George Taiaroa (left) and Quinton Winders

George Taiaroa, left, and Quinton Winders Photo: Supplied

Mr Taiaroa, a 67-year-old father of four, was fatally shot on 19 March 2013 while at work at a one-lane bridge near Atiamuri, south of Tokoroa.

After deliberating for 17 hours, the jury of seven women and five men this afternoon returned the unanimous guilty verdict.

The Crown's case was that Winders, 45, had a minor run-in with Mr Taiaroa and returned to the roadworks a week later, shooting him in the head before fleeing in his blue Jeep Cherokee.

Winders' defence had claimed the entire case was one of mistaken identity.

His lawyer, Jonathan Temm, had told the court Winders had never met Mr Taiaroa, nor did he have any reason to kill him.

Winders' mother wept in the public gallery as the guilty verdict was delivered, and she was supported by her daughter.

Members of the family yelled out "love you" as he was remanded in custody to reappear for sentencing on 2 November.

Many of Mr Taiaroa's family were dabbing their eyes and appeared relieved.

Several jurors also wiped away tears.

Outside court, Mr Taiaroa's family told reporters he was "more than just a victim of a crime".

Speaking on behalf of the family, Ani Mikaere said the reaction at this time was one of relief.

"These court proceedings have lasted a very long five weeks and they've come at the end of an even longer three-and-a-half years.
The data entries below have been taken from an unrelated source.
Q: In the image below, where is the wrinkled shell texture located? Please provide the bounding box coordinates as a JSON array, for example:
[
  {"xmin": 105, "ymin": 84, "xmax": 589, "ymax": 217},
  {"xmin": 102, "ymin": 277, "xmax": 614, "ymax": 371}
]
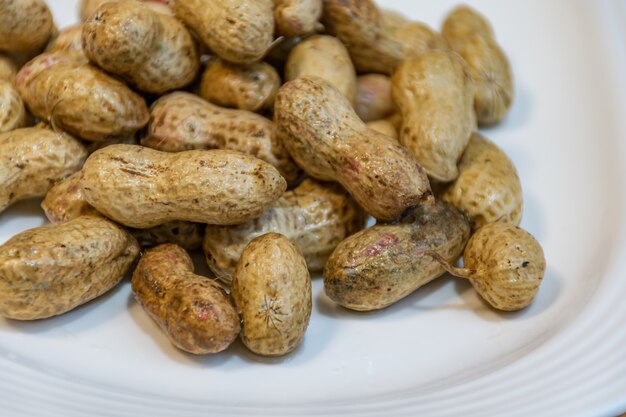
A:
[
  {"xmin": 324, "ymin": 200, "xmax": 470, "ymax": 311},
  {"xmin": 143, "ymin": 92, "xmax": 299, "ymax": 182},
  {"xmin": 285, "ymin": 35, "xmax": 357, "ymax": 104},
  {"xmin": 200, "ymin": 58, "xmax": 280, "ymax": 112},
  {"xmin": 275, "ymin": 76, "xmax": 432, "ymax": 221},
  {"xmin": 80, "ymin": 144, "xmax": 287, "ymax": 228},
  {"xmin": 463, "ymin": 222, "xmax": 546, "ymax": 311},
  {"xmin": 0, "ymin": 127, "xmax": 88, "ymax": 213},
  {"xmin": 390, "ymin": 22, "xmax": 449, "ymax": 56},
  {"xmin": 274, "ymin": 0, "xmax": 322, "ymax": 37},
  {"xmin": 393, "ymin": 50, "xmax": 476, "ymax": 182},
  {"xmin": 203, "ymin": 178, "xmax": 366, "ymax": 281},
  {"xmin": 321, "ymin": 0, "xmax": 403, "ymax": 74},
  {"xmin": 132, "ymin": 244, "xmax": 240, "ymax": 354},
  {"xmin": 0, "ymin": 54, "xmax": 18, "ymax": 82},
  {"xmin": 0, "ymin": 0, "xmax": 54, "ymax": 52},
  {"xmin": 16, "ymin": 52, "xmax": 150, "ymax": 142},
  {"xmin": 0, "ymin": 215, "xmax": 139, "ymax": 320},
  {"xmin": 80, "ymin": 0, "xmax": 172, "ymax": 22},
  {"xmin": 130, "ymin": 221, "xmax": 206, "ymax": 250},
  {"xmin": 232, "ymin": 233, "xmax": 312, "ymax": 356},
  {"xmin": 41, "ymin": 171, "xmax": 98, "ymax": 223},
  {"xmin": 0, "ymin": 80, "xmax": 26, "ymax": 133},
  {"xmin": 439, "ymin": 133, "xmax": 522, "ymax": 231},
  {"xmin": 83, "ymin": 1, "xmax": 199, "ymax": 94},
  {"xmin": 442, "ymin": 6, "xmax": 513, "ymax": 126},
  {"xmin": 171, "ymin": 0, "xmax": 274, "ymax": 64},
  {"xmin": 354, "ymin": 74, "xmax": 394, "ymax": 123}
]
For George Taiaroa's whānau, the real trial, adjusting to life without their husband, father, grandfather is far from over. It will never be over."

The family had been overwhelmed by the support they've had, she said.

Five weeks, 130 witnesses

The trial in the High Court in Rotorua ran for five weeks, with more than 130 witnesses called.

Several of those said they saw a man who resembled Winders fleeing the Tram Road area in a hurried and dangerous manner, including one woman, Corin Walker, who positively identified Winders from a police photo montage.

Ms Walker told the jury that she "got a good look at the driver" and, when shown his photo, the recognition "hit her like a ton of bricks".

Prosecutor Amanda Gordon said Winders had repeatedly lied to police about his whereabouts.

In the days before Winders was interviewed by police on 4 April, he altered the appearance of his Jeep, Ms Gordon said.

Officers found a tow bar hidden in the bushes across the road from his house, along with a spare wheel and other parts that fitted his vehicle.

Although the murder weapon has never been found, ballistics experts determined that the bullet could have come from Winders' .22 rifle, which he said was missing or had been stolen.

Winders' defence called nine witnesses, some via video link, two of whom described seeing a Māori man behind the wheel of a blue Jeep Cherokee acting suspiciously in the Tram Road area.

It was undeniable that somebody had committed murder - but it wasn't Winders, as he was never there, his defence lawyer had said.

Mr Temm had rejected the Crown's argument that a minor crash at the roadworks site was a catalyst for his client to to make a return trip back to the site to fatally shoot him.

He criticised the extensive surveillance police had carried out of Winders and his family, and the way officers had interviewed him.

He had also said the supposed lies told to police were more likely to be mistaken recollections.